During the reporting period we achieved the set scientific goals. A major breakthrough was the experimental demonstration of few-femtosecond controllable band structure engineering using polarization-tailored strong fields in hexagonal boron nitride (hBN) and MoS2. We used a light field composed of a circularly-polarized pulse and its counter-rotating second harmonic, generating a trefoil shape in space that matched the symmetry of the crystal lattice. By changing the time delay between the two pulses, the trefoil rotates in space, allowing to control fundamental symmetries of the dressed system, i.e. inversion and time-reversal (see Figure). In this way, we were able to: (i) realize the light-dressed analogue of the Haldane topological model in hBN, where the valley band gaps can be controlled on sub-laser-cycle timescales, (ii) demonstrate valley polarization in bulk MoS2, extending valleytronics to inversion-symmetric materials. These milestones were achieved in collaboration with the groups of, respectively, (i) Matthias Kling at Max Planck Institute for Quantum Optics (Munich, Germany) and (ii) Jens Biegert at the Institute of Photonic Sciences (ICFO, Barcelona, Spain).

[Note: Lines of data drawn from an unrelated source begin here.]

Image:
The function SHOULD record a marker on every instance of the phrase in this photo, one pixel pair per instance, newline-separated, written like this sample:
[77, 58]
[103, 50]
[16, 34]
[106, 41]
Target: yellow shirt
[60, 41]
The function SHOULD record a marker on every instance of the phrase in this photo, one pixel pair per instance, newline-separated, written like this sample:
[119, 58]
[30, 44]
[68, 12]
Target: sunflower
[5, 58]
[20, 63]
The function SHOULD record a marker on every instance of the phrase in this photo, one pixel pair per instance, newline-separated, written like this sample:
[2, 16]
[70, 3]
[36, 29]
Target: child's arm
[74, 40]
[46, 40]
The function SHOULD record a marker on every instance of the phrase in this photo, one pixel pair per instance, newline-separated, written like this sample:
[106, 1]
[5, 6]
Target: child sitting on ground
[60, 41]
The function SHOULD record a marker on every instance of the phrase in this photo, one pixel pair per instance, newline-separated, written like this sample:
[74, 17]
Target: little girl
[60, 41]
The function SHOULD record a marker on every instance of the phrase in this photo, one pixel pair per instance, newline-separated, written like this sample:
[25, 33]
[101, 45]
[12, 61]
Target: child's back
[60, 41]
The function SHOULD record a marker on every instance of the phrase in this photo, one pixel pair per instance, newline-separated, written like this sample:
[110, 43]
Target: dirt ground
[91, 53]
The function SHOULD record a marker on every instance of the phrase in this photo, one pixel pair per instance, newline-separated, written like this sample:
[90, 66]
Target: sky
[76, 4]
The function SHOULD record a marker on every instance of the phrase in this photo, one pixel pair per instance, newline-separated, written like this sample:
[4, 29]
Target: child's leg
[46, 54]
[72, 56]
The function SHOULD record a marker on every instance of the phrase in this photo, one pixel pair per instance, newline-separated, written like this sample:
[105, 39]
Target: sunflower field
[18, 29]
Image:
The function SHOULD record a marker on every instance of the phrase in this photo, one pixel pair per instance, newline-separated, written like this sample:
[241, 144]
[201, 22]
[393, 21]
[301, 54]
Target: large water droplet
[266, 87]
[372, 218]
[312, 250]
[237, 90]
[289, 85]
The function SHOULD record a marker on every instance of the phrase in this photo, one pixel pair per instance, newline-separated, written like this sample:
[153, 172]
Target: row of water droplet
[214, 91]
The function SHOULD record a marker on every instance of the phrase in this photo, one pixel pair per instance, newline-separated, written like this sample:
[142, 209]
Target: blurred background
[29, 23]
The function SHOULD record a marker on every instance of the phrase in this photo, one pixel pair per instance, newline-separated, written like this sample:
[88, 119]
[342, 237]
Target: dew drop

Another milestone was achieved by combining angle-resolved HHG experiments performed on ReS2 flakes and a newly developed real-space framework of high harmonic generation in solids. This allowed us to resolve the attosecond dynamics responsible for high-harmonic emission on each atom of the unit cell of a ReS2 crystal, thus with picometer resolution. We demonstrated that interferences between the atomic currents in the lattice crucially determine the macroscopic emission, and can be manipulated with the parameters of the driving field (intensity and polarization), allowing to select high-harmonic emission from particular atomic orbitals.
Other highlights of this project included: (i) a theoretical proposal for a coherent control scheme that uses time and polarization-controlled short pulses to create an all-optical valley switch operating on less than 100fs, (ii) an extension of the reconstruction of attosecond beating by interference of two photon transitions (RABBIT) technique to solids, (iii, work in progress) HHG experiments on TiSe2 flakes to probe the (2x2x2) charge density wave transition occurring at cold temperatures (~200K). Also, we provided theoretical support to HHG measurements in atomic gases and solids using the codes developed in [R.E.F. Silva et al., Phys. Rev. B 100 (2019); S. Patchkovskii et al., Comput. Phys. Commun. 199 (2016)].
In the reporting period, we produced 5 peer-reviewed articles and another 5 that are currently under review. The results were disseminated in four scientific conferences, four seminars and two news reports.